Replace NetworkExplorer kernel-collector-podsecuritypolicy since PodSecurityPolicy was removed in K8s v1.25

Question

Replace NetworkExplorer kernel-collector-podsecuritypolicy since PodSecurityPolicy was removed in K8s v1.25

jvoravong opened this issue a year ago · 5 comments

jvoravong commented a year ago

Is your feature request related to a problem? Please describe.

Description

PodSecurityPolicy was deprecated in Kubernetes v1.21, and removed from Kubernetes in v1.25.
The Network explorer
https://github.com/signalfx/splunk-otel-collector-chart/blob/main/helm-charts/splunk-otel-collector/templates/network-explorer/kernel-collector-podsecuritypolicy.yaml uses the no longer available object.
Starting in Kubernetes 1.25, you can't use the Network Explorer out of the box

Steps to Reproduce

Try deploying the network explorer to a Kubernetes +1.25 cluster.

Expected Result

Should be able to deploy the Network Explorer to current Kubernetes versions.

Actual Result

Can only deploy to older versions of Kubernetes.

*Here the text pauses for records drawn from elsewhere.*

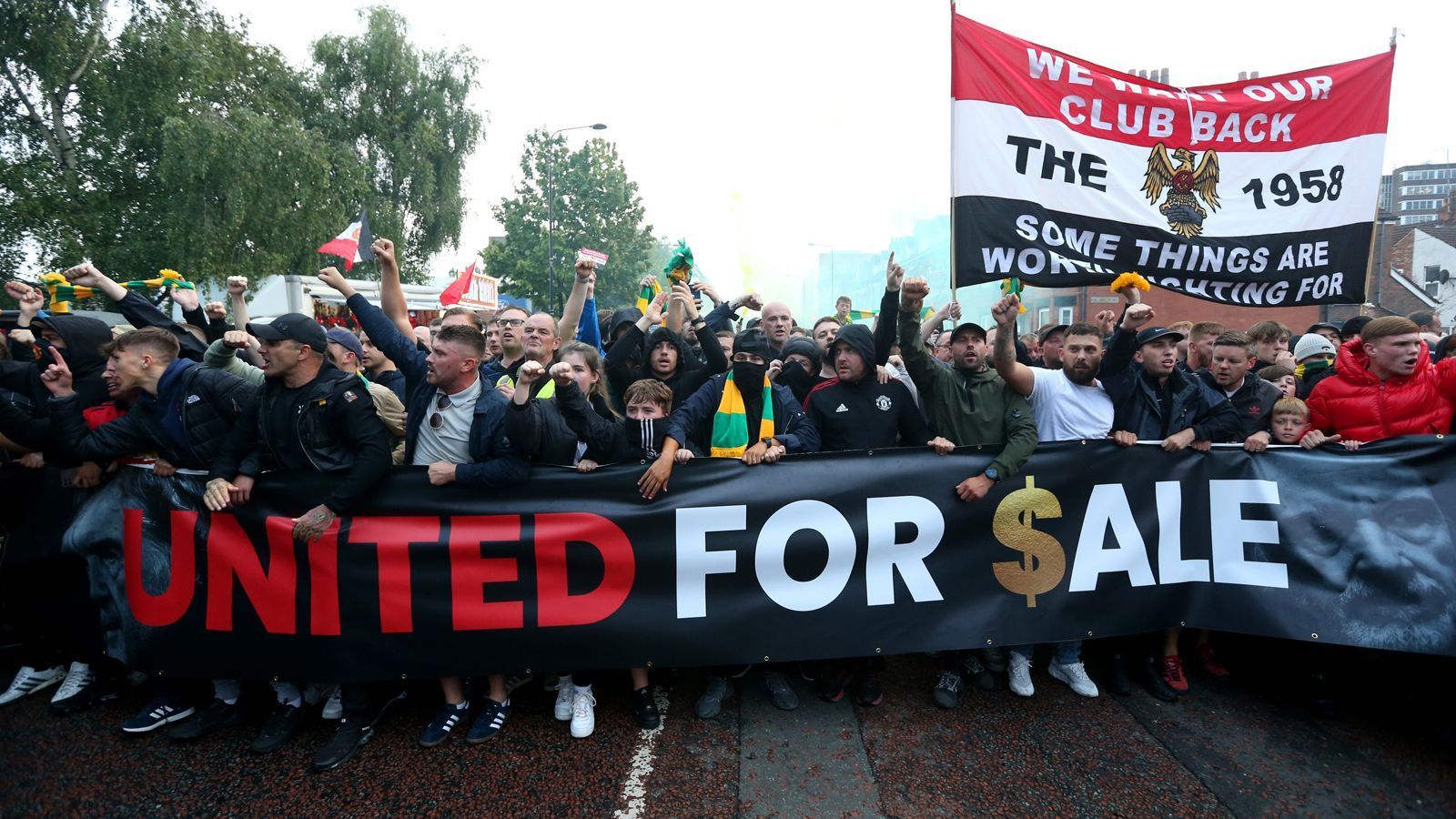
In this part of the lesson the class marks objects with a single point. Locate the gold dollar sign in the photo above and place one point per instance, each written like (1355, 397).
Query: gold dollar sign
(1043, 561)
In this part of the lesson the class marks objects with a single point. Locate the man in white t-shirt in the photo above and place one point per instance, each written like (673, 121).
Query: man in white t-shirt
(1067, 404)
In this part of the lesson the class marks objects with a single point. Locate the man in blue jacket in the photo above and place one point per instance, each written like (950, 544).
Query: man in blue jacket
(456, 428)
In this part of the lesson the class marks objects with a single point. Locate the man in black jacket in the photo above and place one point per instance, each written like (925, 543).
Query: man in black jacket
(855, 411)
(309, 417)
(186, 411)
(1252, 398)
(1152, 399)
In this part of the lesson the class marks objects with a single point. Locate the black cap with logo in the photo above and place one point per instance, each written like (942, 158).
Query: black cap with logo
(291, 327)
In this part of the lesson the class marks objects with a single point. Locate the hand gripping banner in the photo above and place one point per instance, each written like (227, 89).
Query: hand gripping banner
(1249, 193)
(822, 555)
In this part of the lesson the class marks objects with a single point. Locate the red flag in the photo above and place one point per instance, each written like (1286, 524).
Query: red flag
(458, 288)
(353, 245)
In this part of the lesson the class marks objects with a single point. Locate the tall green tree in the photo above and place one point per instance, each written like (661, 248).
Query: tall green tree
(410, 116)
(167, 138)
(596, 206)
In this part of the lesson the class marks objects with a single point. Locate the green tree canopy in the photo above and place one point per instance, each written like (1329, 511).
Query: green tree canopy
(177, 142)
(596, 206)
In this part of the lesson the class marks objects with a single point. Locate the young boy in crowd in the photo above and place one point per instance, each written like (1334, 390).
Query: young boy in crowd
(1289, 420)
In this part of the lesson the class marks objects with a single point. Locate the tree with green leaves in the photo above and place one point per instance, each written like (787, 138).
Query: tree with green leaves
(408, 114)
(596, 206)
(169, 138)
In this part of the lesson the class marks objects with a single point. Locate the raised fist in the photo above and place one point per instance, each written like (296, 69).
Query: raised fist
(1005, 310)
(914, 293)
(895, 274)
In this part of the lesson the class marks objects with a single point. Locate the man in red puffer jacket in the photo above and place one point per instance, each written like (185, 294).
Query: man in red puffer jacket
(1385, 385)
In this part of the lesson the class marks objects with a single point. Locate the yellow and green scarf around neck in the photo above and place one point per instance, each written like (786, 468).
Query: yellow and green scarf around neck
(732, 421)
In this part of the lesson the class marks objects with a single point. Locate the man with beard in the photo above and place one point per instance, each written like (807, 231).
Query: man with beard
(856, 411)
(1069, 404)
(666, 354)
(309, 417)
(970, 405)
(1252, 397)
(1385, 385)
(510, 321)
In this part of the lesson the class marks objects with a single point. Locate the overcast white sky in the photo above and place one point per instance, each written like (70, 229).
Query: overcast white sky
(756, 127)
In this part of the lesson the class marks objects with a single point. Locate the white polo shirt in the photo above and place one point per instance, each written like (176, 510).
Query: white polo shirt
(1069, 411)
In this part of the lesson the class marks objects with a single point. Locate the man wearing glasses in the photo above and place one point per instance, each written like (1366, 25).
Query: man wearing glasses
(456, 429)
(510, 324)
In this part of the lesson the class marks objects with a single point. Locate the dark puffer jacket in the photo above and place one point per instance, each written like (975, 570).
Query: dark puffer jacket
(206, 401)
(1359, 405)
(684, 380)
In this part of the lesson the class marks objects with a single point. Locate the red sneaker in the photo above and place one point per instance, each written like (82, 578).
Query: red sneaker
(1172, 673)
(1210, 662)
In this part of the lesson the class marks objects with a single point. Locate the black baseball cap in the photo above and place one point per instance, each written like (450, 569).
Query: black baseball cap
(1155, 332)
(968, 327)
(1045, 332)
(291, 327)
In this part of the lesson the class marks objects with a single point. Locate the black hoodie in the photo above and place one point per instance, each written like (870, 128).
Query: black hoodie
(84, 337)
(684, 380)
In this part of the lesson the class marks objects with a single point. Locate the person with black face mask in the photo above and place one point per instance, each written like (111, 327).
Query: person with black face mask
(739, 414)
(801, 370)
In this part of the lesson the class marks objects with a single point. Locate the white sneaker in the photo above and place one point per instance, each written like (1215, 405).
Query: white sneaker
(29, 681)
(1018, 673)
(1075, 676)
(334, 705)
(76, 680)
(564, 700)
(582, 713)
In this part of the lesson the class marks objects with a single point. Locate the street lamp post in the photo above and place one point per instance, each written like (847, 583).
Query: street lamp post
(832, 286)
(551, 212)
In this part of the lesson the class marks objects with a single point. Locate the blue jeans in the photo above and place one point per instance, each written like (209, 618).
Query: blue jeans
(1067, 653)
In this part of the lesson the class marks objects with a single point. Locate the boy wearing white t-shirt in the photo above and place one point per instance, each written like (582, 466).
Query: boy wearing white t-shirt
(1067, 404)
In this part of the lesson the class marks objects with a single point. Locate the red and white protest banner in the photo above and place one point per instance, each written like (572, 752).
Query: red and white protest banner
(1252, 193)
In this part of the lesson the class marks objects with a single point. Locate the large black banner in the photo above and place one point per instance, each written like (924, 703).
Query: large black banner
(824, 555)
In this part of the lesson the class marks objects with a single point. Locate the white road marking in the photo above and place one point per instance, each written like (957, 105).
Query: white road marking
(633, 792)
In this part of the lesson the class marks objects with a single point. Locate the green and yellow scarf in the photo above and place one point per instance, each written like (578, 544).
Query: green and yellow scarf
(732, 421)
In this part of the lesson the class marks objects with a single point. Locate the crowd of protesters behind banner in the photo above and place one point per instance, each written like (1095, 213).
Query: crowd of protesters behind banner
(480, 402)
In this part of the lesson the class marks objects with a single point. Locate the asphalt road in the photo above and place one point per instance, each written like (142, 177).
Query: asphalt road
(1249, 746)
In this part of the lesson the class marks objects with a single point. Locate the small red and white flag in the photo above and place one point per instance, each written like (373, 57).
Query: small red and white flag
(459, 288)
(353, 245)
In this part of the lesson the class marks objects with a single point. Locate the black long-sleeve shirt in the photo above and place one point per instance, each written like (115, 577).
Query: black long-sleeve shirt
(865, 414)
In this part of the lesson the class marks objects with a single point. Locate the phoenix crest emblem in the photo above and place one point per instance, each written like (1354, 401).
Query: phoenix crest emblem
(1186, 184)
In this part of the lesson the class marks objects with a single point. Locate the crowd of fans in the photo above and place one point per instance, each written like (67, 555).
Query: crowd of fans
(482, 401)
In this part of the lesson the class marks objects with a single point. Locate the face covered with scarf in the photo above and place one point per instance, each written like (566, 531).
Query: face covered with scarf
(746, 410)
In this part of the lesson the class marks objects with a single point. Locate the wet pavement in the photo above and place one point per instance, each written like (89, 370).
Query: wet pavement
(1249, 746)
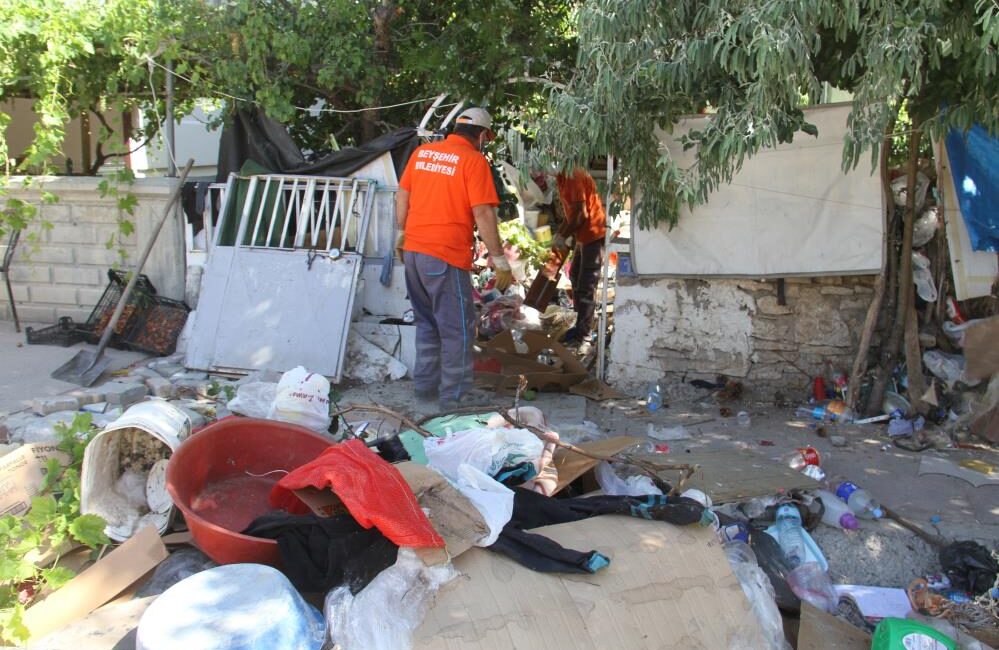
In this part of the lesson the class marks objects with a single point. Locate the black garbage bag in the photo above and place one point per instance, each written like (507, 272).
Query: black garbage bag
(969, 566)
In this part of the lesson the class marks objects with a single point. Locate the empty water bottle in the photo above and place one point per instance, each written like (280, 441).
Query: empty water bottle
(860, 502)
(836, 514)
(654, 396)
(790, 535)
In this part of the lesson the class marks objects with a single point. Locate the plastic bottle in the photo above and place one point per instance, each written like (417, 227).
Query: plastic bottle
(835, 411)
(654, 396)
(789, 535)
(801, 458)
(837, 514)
(859, 501)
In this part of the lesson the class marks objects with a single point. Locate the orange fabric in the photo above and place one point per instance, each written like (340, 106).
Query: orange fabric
(580, 188)
(445, 180)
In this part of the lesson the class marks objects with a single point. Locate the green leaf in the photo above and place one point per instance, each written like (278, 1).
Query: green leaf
(89, 530)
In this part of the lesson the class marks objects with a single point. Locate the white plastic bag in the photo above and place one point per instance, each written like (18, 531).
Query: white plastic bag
(254, 400)
(492, 499)
(633, 486)
(384, 615)
(302, 398)
(488, 450)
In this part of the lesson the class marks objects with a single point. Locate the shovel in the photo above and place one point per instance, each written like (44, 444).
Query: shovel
(87, 366)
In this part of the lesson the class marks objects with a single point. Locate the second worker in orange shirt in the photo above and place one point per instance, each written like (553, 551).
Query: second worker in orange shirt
(446, 190)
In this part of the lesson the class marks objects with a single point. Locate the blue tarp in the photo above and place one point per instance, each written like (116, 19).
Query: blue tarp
(974, 163)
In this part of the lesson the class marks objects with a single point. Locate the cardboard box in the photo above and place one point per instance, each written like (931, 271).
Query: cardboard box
(22, 473)
(539, 376)
(666, 587)
(97, 585)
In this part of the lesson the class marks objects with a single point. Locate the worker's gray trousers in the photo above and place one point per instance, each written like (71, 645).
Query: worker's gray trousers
(441, 296)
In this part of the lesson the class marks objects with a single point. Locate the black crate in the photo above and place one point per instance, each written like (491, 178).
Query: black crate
(157, 327)
(64, 333)
(138, 301)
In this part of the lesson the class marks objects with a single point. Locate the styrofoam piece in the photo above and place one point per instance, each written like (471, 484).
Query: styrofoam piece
(102, 469)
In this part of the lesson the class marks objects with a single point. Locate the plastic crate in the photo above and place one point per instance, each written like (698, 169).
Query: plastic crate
(157, 327)
(64, 333)
(140, 300)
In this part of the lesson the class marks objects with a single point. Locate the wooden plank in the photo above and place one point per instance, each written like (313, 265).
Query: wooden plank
(821, 631)
(733, 475)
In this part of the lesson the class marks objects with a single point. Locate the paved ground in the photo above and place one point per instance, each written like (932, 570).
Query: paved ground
(24, 369)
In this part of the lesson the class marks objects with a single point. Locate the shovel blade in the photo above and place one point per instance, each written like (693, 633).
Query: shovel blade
(83, 369)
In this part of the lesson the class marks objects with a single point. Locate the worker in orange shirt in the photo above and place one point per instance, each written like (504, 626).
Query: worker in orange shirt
(446, 190)
(585, 222)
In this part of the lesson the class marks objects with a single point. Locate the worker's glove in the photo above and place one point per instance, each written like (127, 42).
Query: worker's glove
(399, 240)
(504, 274)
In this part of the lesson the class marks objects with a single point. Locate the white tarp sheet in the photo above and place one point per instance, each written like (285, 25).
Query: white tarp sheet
(789, 211)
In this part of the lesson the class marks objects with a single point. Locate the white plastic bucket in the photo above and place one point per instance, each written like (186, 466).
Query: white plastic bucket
(123, 478)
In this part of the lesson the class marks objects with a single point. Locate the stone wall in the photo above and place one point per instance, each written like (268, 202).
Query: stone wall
(63, 272)
(681, 329)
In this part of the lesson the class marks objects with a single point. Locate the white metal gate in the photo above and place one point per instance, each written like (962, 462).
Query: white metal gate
(279, 284)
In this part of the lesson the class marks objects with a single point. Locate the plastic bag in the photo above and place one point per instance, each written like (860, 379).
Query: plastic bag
(488, 450)
(633, 486)
(922, 277)
(492, 499)
(384, 615)
(947, 367)
(254, 400)
(302, 398)
(759, 592)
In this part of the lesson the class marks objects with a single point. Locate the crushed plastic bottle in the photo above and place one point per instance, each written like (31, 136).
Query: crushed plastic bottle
(834, 411)
(859, 501)
(654, 397)
(790, 535)
(836, 514)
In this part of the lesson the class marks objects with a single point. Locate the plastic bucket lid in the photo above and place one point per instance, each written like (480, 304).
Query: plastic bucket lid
(231, 607)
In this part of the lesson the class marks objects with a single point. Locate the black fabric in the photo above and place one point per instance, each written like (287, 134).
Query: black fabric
(321, 553)
(541, 554)
(533, 510)
(251, 135)
(969, 566)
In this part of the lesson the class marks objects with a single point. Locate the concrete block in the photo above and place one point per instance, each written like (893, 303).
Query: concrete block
(160, 387)
(55, 294)
(77, 275)
(33, 273)
(45, 254)
(72, 234)
(49, 405)
(97, 255)
(87, 396)
(124, 394)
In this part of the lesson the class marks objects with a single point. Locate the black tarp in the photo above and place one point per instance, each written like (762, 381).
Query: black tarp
(253, 136)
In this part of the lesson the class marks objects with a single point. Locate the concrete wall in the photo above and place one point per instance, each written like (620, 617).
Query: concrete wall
(689, 329)
(64, 272)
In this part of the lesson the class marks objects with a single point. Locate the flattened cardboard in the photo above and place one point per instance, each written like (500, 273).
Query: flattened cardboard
(822, 631)
(21, 475)
(980, 348)
(539, 376)
(98, 584)
(571, 465)
(666, 587)
(733, 475)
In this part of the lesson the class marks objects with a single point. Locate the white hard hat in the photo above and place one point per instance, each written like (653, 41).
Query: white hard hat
(476, 117)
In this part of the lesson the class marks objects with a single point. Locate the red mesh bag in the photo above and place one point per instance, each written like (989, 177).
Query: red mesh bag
(374, 492)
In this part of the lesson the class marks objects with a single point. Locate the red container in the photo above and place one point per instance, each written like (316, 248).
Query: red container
(221, 479)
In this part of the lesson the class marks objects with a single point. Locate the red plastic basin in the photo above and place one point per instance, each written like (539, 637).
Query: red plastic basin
(221, 478)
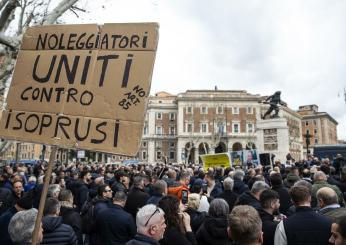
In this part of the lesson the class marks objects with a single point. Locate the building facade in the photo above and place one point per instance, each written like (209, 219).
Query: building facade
(321, 127)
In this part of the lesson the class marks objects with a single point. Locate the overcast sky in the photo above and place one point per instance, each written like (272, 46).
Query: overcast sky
(296, 46)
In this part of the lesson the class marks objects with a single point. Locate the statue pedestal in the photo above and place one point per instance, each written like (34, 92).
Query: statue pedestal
(273, 137)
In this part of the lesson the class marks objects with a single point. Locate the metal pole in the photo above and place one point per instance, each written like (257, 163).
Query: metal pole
(44, 195)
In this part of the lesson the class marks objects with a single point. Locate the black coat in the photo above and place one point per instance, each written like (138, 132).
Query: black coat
(173, 236)
(248, 199)
(196, 218)
(240, 187)
(55, 232)
(268, 227)
(230, 197)
(114, 226)
(213, 231)
(136, 199)
(71, 217)
(285, 200)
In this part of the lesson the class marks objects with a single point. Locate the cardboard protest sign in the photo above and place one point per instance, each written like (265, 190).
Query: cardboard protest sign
(82, 86)
(215, 160)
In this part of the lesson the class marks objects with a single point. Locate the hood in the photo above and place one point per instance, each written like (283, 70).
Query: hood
(50, 223)
(216, 227)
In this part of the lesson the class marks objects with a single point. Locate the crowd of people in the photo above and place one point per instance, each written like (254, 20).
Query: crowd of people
(94, 203)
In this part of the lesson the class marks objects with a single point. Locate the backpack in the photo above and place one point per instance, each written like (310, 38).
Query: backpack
(87, 217)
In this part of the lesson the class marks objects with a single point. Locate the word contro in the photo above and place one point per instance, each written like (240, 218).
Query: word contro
(72, 71)
(37, 123)
(90, 41)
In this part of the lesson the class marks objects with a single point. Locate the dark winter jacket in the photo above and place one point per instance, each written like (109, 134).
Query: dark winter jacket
(71, 217)
(285, 200)
(196, 218)
(136, 199)
(55, 232)
(213, 231)
(114, 226)
(248, 199)
(230, 197)
(174, 236)
(140, 239)
(5, 219)
(240, 187)
(268, 227)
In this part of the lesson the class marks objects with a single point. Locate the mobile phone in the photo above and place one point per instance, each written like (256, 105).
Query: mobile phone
(184, 196)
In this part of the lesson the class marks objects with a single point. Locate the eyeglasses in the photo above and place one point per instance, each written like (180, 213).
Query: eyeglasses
(156, 211)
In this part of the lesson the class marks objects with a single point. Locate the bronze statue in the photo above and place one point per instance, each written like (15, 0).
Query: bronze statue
(274, 101)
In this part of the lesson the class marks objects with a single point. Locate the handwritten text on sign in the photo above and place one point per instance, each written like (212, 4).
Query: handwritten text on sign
(82, 84)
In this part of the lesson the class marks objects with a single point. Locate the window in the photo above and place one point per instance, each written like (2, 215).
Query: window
(189, 127)
(171, 116)
(236, 128)
(158, 155)
(249, 128)
(144, 155)
(249, 110)
(204, 110)
(158, 130)
(172, 130)
(204, 127)
(171, 155)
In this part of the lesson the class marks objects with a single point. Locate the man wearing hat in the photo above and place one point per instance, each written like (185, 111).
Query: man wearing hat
(23, 203)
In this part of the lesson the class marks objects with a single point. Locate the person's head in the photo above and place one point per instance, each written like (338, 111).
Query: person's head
(138, 182)
(66, 198)
(258, 187)
(245, 225)
(239, 174)
(150, 221)
(326, 196)
(228, 184)
(53, 190)
(160, 187)
(104, 191)
(170, 205)
(18, 187)
(275, 179)
(320, 176)
(218, 208)
(194, 200)
(338, 231)
(22, 226)
(270, 200)
(52, 207)
(300, 196)
(120, 198)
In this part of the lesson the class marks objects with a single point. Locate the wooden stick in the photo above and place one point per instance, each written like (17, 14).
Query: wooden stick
(44, 195)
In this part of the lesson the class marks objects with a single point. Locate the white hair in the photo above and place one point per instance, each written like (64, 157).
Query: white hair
(22, 225)
(144, 214)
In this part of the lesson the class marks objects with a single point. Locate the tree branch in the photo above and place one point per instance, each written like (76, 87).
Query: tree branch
(58, 11)
(6, 13)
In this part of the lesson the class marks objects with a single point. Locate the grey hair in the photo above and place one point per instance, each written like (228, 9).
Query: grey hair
(53, 190)
(144, 214)
(22, 225)
(228, 184)
(259, 186)
(238, 175)
(218, 208)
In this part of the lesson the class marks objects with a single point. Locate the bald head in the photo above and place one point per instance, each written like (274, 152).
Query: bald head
(320, 176)
(326, 196)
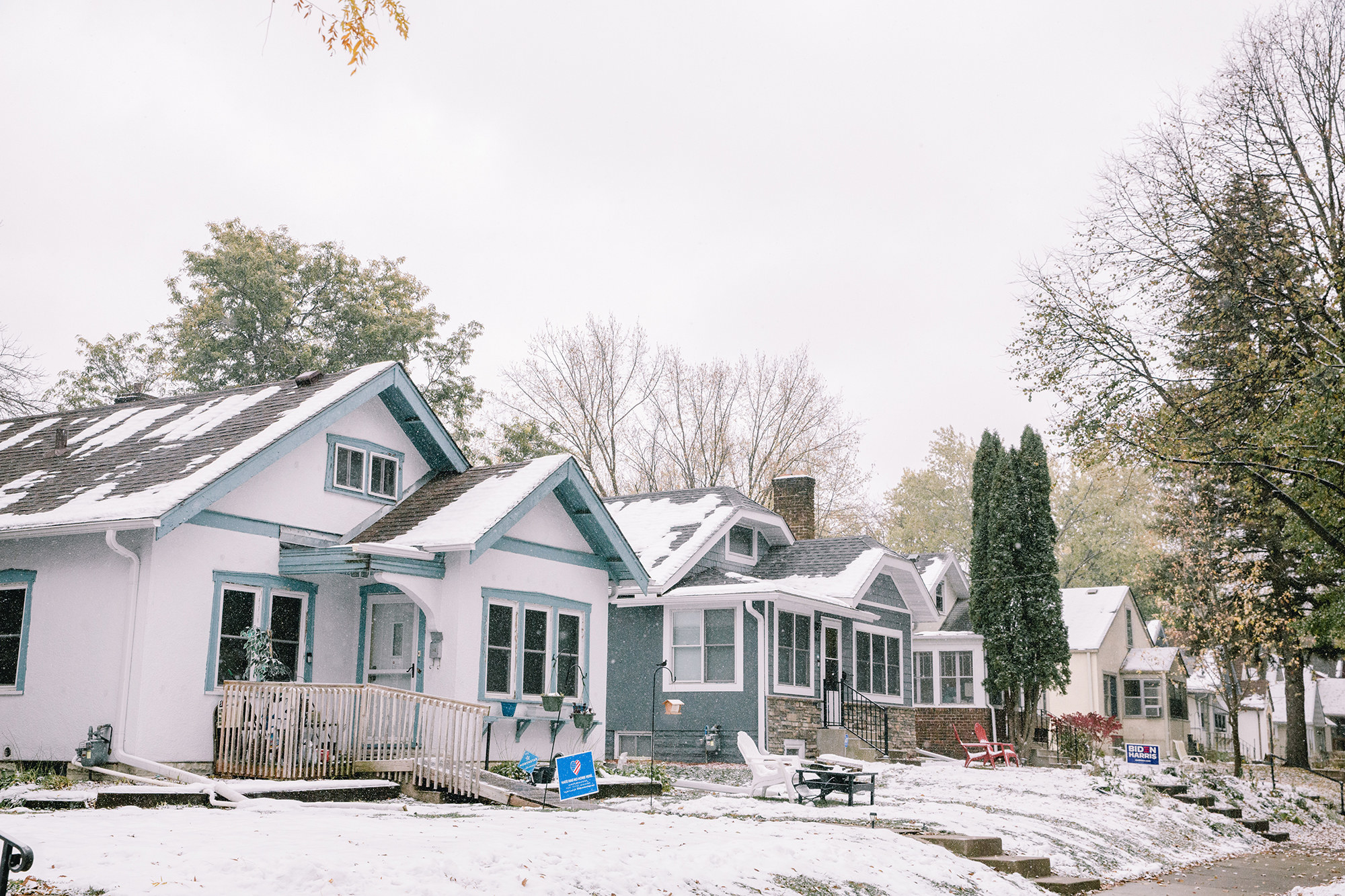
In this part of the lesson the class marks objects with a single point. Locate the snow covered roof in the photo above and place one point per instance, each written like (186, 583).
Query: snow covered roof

Tested with the chart v0.83.0

Describe the solution you'd like

Refactor the kernel-collector K8s resources to use proper K8s objects instead of a PodSecurityPolicy.

Describe alternatives you've considered

No response

Additional context

No response

Answer 1 · 2023-09-29T19:01:36.000Z

I have tested with the chart v0.85.0. Please do advice on timelines.

Answer 2 · 2023-10-20T23:06:23.000Z

@jvoravong I'm still getting error with Pod Sec Policy and here is error.

K8s Version: v1.25.6
Helm Chart: 0.86.0

2023-10-20T22:56:52.7227095Z Error: INSTALLATION FAILED: unable to build kubernetes objects from release manifest: resource mapping not found for name: "-splunk-otel-collector-kernel-collector" namespace: "" from "": no matches for kind "PodSecurityPolicy" in version "policy/v1beta1"
2023-10-20T22:56:52.7230520Z ensure CRDs are installed first
2023-10-20T22:56:52.7233232Z helm.go:84: [debug] resource mapping not found for name: "-splunk-otel-collector-kernel-collector" namespace: "" from "": no matches for kind "PodSecurityPolicy" in version "policy/v1beta1"
2023-10-20T22:56:52.7235682Z ensure CRDs are installed first

Answer 3 · 2023-10-25T18:25:47.000Z

@jvoravong Please do respond with your findings. Thanks in advance.

Answer 4 · 2023-10-25T23:15:50.000Z

@kumachop2 the error is due to how helm works. The psp object is in the stored helm release state and it can't determine the current state of psp from the last deployed manifest when it attempts to create a diff for upgrade. Refer to this helm document on how you can fix the helm state and successfully upgrade.

Answer 5 · 2023-10-27T18:40:20.000Z

@jinja2 Thank You for your response and inputs. I'm running the helm chart against local repo rather internet due to external access issues. Some reason local repo had PodSecurityPolicy template and deleted it to resolve.